Like Growth Rings of a Tree

A while ago some friends of ours moved from Snells Beach to Christchurch. We spent nearly a full weekend saying farewell to them at different events. They had been in our lives for 16-years and it was fascinating listening to speeches and hearing different people’s perspectives.


One of the events was their daughter’s 21st farewell gathering. I was reminded of the importance of community and continuity with people over time. One of the comments the parents made was that it is said “a child is brought up by a village” and that had certainly been the case for them. The outworking of that concept leaves an indelible mark on both the older and younger members of the relationships especially when it has been over a length of time.


I started thinking about the different roles that I personally had shared with them over the years. Apart from being their friend, I had taught two of the children as a teacher, been school principal to all three children, and a youth leader to one. As well as being in the church leadership team with the parents for a decade.

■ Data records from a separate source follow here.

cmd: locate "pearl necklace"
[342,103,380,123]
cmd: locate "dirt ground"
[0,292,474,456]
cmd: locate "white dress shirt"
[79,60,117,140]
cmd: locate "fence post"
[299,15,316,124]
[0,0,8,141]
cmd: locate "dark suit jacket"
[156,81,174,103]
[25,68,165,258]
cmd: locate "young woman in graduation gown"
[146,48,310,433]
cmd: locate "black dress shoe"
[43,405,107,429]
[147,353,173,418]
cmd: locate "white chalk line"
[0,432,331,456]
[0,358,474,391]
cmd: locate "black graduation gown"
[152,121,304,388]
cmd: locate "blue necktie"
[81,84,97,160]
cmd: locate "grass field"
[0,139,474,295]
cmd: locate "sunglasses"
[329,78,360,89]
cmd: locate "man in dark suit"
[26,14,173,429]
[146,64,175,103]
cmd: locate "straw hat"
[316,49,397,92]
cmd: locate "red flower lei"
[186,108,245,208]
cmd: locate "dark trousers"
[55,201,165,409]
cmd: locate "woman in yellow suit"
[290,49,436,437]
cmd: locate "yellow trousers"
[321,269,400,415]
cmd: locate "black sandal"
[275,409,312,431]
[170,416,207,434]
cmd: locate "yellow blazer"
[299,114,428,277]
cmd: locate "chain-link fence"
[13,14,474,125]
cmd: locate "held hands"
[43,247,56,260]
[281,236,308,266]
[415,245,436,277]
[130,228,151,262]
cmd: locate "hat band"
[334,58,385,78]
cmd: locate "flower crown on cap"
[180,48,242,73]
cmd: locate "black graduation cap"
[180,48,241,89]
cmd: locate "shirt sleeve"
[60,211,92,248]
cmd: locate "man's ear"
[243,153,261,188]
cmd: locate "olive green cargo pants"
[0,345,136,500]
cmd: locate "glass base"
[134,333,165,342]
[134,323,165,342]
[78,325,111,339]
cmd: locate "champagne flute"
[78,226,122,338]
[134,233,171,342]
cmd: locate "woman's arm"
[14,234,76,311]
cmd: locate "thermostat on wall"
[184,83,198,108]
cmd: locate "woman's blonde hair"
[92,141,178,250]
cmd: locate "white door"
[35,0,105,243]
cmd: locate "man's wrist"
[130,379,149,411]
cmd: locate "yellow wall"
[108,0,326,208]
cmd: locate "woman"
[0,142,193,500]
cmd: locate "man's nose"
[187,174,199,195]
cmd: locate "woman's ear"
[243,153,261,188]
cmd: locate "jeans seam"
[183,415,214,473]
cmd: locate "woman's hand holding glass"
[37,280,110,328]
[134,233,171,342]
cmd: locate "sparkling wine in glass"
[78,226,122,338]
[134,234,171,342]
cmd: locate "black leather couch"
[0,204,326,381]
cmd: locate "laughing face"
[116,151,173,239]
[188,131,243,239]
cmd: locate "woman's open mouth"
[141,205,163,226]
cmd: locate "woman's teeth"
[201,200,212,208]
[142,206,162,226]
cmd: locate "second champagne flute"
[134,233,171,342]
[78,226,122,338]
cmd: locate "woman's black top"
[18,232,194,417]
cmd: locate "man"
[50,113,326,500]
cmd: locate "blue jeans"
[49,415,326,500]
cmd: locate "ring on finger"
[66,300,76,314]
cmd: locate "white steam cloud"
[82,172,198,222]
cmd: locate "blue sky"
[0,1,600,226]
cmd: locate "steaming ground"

Thinking back to our own children’s upbringing they were likewise brought up by a village of different friends, relatives, and church members. We don’t see some of them all that often now as they like my friends above have moved to other parts of the country and our children themselves have moved away. They are however always with us in family folklore and the children’s memories.


I am reminded of the old Mainland Cheese add that says, “Good things take time”. This is completely countercultural to the superficial age we live in where relationships come and go and never get below the surface. While in some cases the image presented in relationships may even be completely false. It is my feeling however that time in a community, if you stay with it, brings a depth and richness that grows by the years. A bit like the growth rings of a tree.


I think we the Church need to cultivate an environment where communities and families can flourish. I am encouraged by my son who moved to Christchurch and is now in an amazing church community of eight families they are close to and do life together. I suppose I am acutely aware of this as we move away from the community we have lived in for 22-years and a church family we have known for 14-years. It does not make our decision wrong, but it will not be without cost. I hope that we can begin a new chapter where our new community and church is as good as the one we are leaving, like my son has found.


“Christ, who said to the disciples, ‘You have not chosen me, but I have chosen you,’ can truly say to every group of Christian friends, ‘You have not chosen one another but I have chosen you for one another.’” — C. S. Lewis


Discussion questions:

How is your church family and community going?

How can you improve your community relationships?